Esa palabra, “escenario” es muy importante en la justificación que se hace del informe ”The DCDC Global Strategic Trends Programme 2007 – 2036“ [PDF]. Se trata de un documento que elabora el Ministerio de Defensa Británico, y que hace público en su web. Aunque el contenido está bastante sesgado hacia las actividades del Ministerio, da una visión muy general de muchos aspectos del mundo futuro de dentro de treinta años, tocando varias materias y aventurando varias tendencias generales.

La justificación que se da en ese informe me gusta especialmente: se trata de ensayar esos futuros, de preparar las reacciones cuando lleguen, si es que lo hacen. Es un punto de vista muy propio del oficio militar y en general de quienes tienen que lidiar con situaciones de emergencia: analizar escenarios de riesgo y preparar planes de contingencia para ellos. En este caso se hace algo similar: identificar las principales tendencias y movimientos, y diseñar los escenarios que resultarían de su aparición.

Tal y como dice al hablar del propósito del documento, no se trata de hacer predicciones, ya que el futuro es por naturaleza impredecible, pero sí es una forma de “ensayar” o prepararse para las posibilidades identificadas, estando mejor preparados para darles respuesta si finalmente llegan a producirse.

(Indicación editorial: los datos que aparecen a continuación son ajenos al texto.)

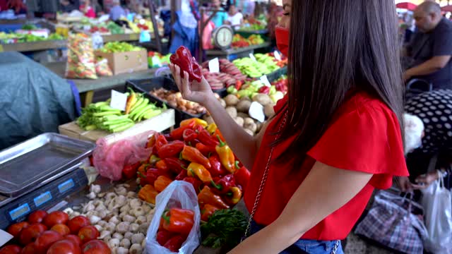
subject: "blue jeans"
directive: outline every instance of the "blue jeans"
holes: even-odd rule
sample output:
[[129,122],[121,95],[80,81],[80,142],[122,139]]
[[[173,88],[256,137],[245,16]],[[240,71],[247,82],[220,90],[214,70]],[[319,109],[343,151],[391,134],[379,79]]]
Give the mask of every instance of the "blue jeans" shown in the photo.
[[[257,233],[263,226],[258,225],[254,221],[251,222],[251,234]],[[316,240],[298,240],[295,243],[282,250],[280,254],[333,254],[335,246],[337,245],[335,254],[344,254],[340,245],[340,241],[316,241]]]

En este caso no estamos ante análisis y modelos de ciertos fenómenos como el clima, o la demografía, si no de una identificación de corrientes, y su extrapolación hacia el futuro. Eso supone lidiar con el riesgo de limitarse a contar lo que está sucediendo en la actualidad. El futuro se compone de muchas variables, incluso desconocidas, que interactúan de formas inimaginables entre sí, y que tienen magnitudes y naturalezas bien distintas: desde decisiones personales, a la deriva de los continentes. Hay que lidiar además con las imposiciones de determinados futuros desde corrientes políticas o sociales.

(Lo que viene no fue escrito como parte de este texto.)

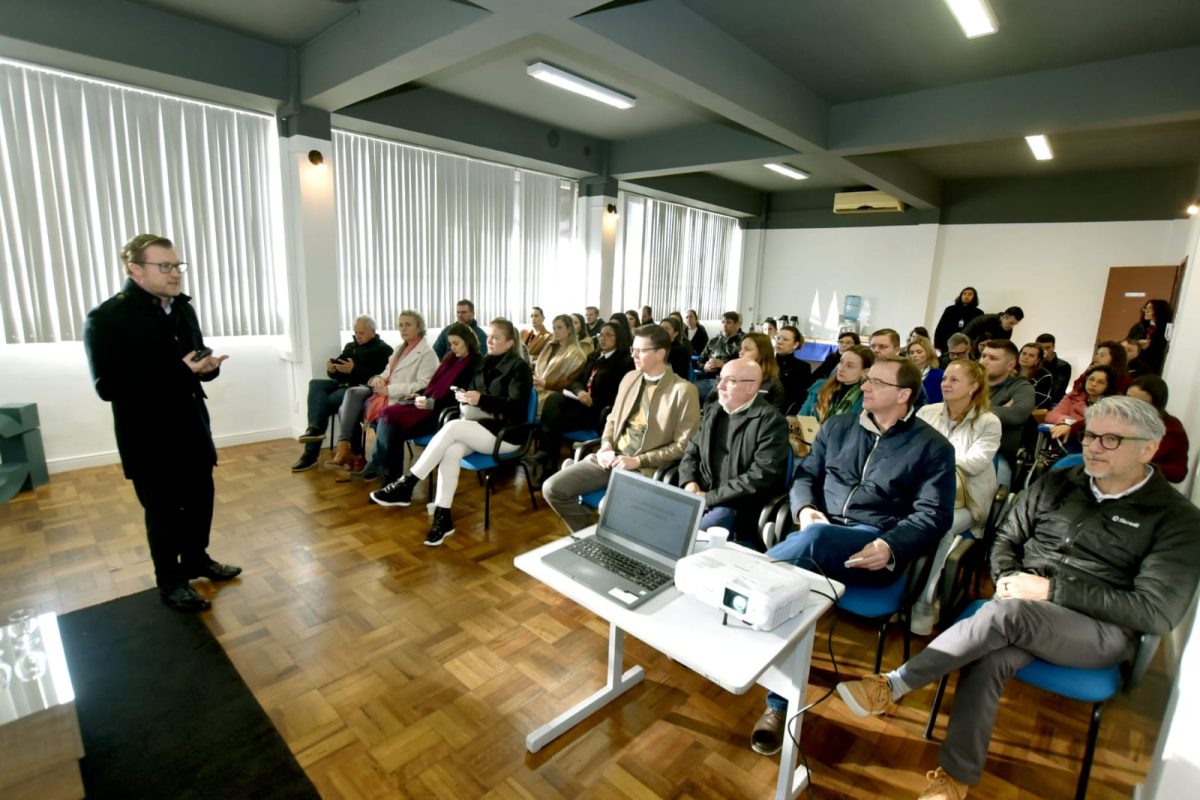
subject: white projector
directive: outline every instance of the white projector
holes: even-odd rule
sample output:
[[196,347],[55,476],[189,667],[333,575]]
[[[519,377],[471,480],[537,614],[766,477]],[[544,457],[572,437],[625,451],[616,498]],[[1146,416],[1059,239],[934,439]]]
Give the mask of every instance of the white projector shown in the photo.
[[800,572],[742,547],[716,547],[679,559],[676,588],[756,631],[779,627],[809,599],[809,581]]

Es por ello, que este tipo de predicciones se ajusta con una probabilidad: desde escenarios posibles a poco probables, lo que es una ayuda para quien va a hacer el ejercicio posterior de calibrar el impacto y las acciones necesarias para afrontar un escenario determinado. Hay que considerar además las discontinuidades: si se analizan las principales corrientes y tendencias el futuro parece deslizarse sobre un fluido homogéneo, y sabemos de sobra que no es así, que hay “cisnes negros” que irrumpen en cualquier momento rompiendo o desviando dramáticamente el curso de los acontecimientos. Estas discontinuidades deben ser también consideradas e introducidas en los escenarios que se elaboren.

Hay por último una distorsión que introduce nuestro presente: la tendencia a infravalorar los acontecimientos futuros y a sobreestimar los de la actualidad. El presente actúa como una lente y deforma nuestra visión con su cercanía que nos envuelve.

Pronto revisaremos esos escenarios de futuro, y otros trabajos similares.